Changes in SERCA2a, phospholamban, cyclic AMP levels, and PKA activity in fed and fasted WT and CD36^−/− hearts. A, levels of SERCA2a, SERCA2, phospho(Ser-16) and total PLN proteins from hearts of WT and CD36^−/− fed and fasted mice. B, immunoblot densitometric analysis with samples normalized either to the control protein Ran (Serca2a, total phospholamban) or to total phospholamban (Ser-16(P)-phospholamban). AU, arbitrary units. C, cytosolic cyclic AMP levels from WT and CD36^−/− fed and fasted hearts determined by ELISA. Data are expressed relative to WT fed. D, Western blotting documenting increased PKA activity (PKA-specific phosphorylated substrates RRX(S*/T*)) in CD36^−/− hearts. Data are means ± S.E. *, p < 0.05, n = 3, representative of three experiments.

FIGURE 8.

Remodeling of myocardial phospholipid in CD36^−/− and WT myocardium during fasting.
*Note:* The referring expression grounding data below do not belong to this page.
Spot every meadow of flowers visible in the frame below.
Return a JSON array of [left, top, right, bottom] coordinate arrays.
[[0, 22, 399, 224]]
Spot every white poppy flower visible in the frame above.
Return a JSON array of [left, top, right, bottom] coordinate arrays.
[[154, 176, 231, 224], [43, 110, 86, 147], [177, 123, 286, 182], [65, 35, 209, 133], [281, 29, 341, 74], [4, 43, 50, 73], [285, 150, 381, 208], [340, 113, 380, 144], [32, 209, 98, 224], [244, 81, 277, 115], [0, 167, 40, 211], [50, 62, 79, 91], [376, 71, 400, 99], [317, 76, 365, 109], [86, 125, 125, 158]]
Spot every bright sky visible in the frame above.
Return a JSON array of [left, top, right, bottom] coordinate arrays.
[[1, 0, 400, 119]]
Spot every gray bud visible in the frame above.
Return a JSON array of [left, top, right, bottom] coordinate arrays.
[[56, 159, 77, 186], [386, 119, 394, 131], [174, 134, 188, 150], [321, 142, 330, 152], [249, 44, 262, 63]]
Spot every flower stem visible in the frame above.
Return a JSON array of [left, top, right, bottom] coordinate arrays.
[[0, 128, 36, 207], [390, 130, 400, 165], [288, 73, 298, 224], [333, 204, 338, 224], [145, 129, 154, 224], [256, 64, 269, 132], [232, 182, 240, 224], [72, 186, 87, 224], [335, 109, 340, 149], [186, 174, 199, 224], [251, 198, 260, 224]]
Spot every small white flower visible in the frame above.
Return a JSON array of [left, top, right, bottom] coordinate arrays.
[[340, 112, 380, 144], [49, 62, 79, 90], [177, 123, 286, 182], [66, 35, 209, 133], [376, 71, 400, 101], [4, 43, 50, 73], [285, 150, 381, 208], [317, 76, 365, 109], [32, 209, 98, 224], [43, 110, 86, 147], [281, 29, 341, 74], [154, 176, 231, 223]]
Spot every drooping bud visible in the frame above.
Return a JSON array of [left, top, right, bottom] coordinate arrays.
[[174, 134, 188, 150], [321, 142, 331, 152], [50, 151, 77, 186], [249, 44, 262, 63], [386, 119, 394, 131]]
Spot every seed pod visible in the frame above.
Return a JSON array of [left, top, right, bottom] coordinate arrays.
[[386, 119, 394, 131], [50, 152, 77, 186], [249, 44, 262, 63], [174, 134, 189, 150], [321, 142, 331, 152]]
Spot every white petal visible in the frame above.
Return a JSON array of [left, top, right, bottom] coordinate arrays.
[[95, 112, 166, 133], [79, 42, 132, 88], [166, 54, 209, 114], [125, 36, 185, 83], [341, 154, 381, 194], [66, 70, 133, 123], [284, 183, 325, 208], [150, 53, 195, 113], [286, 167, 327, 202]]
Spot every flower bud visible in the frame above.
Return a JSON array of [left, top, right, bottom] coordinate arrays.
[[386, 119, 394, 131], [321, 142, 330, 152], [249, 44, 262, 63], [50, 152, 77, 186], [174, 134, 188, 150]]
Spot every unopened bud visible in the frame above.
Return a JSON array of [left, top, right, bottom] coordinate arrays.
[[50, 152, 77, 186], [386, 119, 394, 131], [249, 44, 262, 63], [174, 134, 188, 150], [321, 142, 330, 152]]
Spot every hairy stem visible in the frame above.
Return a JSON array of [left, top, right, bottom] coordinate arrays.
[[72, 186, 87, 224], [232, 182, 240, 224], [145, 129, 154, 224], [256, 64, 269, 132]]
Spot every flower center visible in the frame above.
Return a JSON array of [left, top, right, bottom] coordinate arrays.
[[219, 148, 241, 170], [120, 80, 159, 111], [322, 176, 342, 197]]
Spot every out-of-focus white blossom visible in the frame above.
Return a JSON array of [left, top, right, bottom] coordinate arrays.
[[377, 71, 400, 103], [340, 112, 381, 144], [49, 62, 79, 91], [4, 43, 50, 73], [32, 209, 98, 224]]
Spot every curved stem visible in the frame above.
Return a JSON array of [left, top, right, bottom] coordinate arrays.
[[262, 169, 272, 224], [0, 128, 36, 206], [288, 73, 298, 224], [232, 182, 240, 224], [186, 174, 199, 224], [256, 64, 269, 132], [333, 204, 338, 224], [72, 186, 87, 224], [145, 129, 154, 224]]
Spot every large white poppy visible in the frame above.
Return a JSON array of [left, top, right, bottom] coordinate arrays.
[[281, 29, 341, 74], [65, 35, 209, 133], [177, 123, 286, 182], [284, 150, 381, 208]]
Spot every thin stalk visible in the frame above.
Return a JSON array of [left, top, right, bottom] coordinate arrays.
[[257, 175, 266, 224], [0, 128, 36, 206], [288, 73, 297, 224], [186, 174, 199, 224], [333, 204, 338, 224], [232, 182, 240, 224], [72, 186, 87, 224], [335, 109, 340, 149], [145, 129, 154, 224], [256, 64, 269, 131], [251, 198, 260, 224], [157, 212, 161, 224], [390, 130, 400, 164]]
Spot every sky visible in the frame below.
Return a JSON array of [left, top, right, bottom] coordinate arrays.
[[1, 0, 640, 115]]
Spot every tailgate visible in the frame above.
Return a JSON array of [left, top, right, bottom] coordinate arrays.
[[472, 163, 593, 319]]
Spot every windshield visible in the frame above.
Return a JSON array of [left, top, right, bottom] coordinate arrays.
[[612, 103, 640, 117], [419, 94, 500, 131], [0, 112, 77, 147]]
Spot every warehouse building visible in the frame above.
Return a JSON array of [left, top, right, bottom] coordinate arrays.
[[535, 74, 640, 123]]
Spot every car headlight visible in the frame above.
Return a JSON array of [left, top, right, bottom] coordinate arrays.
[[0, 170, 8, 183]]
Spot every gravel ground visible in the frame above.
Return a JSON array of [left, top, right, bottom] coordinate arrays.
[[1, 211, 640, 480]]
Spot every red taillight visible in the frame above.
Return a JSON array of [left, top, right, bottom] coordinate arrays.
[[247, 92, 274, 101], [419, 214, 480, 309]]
Myocardial lipids from fed or fasted WT and CD36^−/− hearts were analyzed using shotgun lipidomics mass spectrometry. A, lyso-PC; B, lyso-PE; C, ratio of DHA/AA content in PC species. Data are means ± S.E. from two experiments each with n = 5/genotype/condition, *, p < 0.05; **, p < 0.01. D–F, PCA analysis was used to identify lipid species that discriminate the most between the two genotypes in the fed or fasted states. D, score plot showing genotype separation in the fed state and a much wider separation in the fasted state. E, loading bi-plot highlighting increased lysolipid (PC, green and PE, blue) species in CD36^−/− hearts, and F, bi-plot showing increased content of acyl 22:6 containing phospholipids (blue points) in CD36^−/− hearts. The bi-plots display both the loadings and the observations (n = 5/genotype/condition).